Personal information
- Full name: Archibald Hope Gibson
- Born: 8 March 1888 Hamilton, Ontario, Canada
- Died: 12 February 1920 (aged 31) Hamilton, Ontario, Canada
- Batting: Unknown

Career statistics
| Competition | First-class |
| Matches | 1 |
| Runs scored | 21 |
| Batting average | 10.50 |
| 100s/50s | –/– |
| Top score | 19 |
| Catches/stumpings | –/– |
- Source: Cricinfo, 30 January 2022

= Archibald Gibson =

Canadian cricketer

Archibald Hope Gibson (8 March 1888 – 12 February 1920) was a Canadian first-class cricketer.

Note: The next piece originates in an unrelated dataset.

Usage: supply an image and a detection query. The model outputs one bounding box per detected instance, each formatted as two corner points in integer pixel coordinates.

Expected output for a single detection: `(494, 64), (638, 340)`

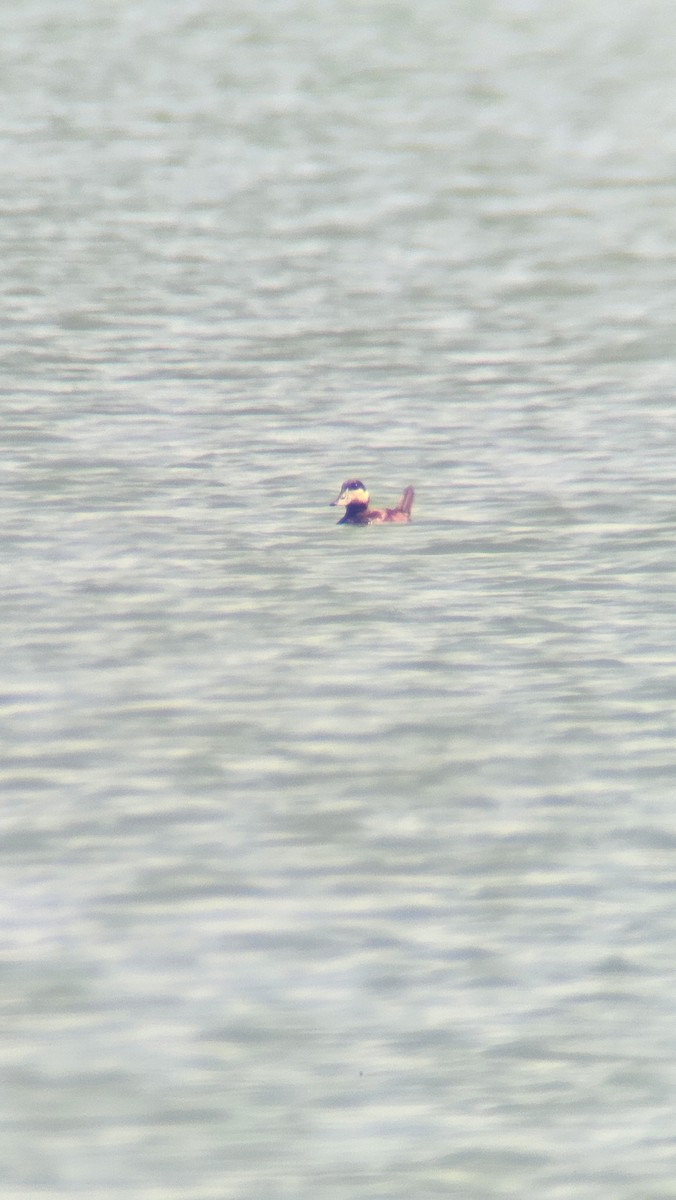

Gibson was born at Hamilton in March 1888. A member of the Hamilton Cricket Club and the Toronto Cricket Club, he toured England in 1910 with the Toronto I Zingari. He later made a single appearance in first-class cricket for a combined Canada and United States of America cricket team against the touring Australians at Toronto in 1913. Batting twice in the match, he scored 19 runs in the Canada/United States first innings before being dismissed by Arthur Mailey, while in their second innings he was dismissed for 2 runs by Jack Crawford, with the Australians winning the match by an innings and 147 runs. It was noted by Wisden that "he was an excellent all-round athlete". Gibson died at Hamilton in February 1920.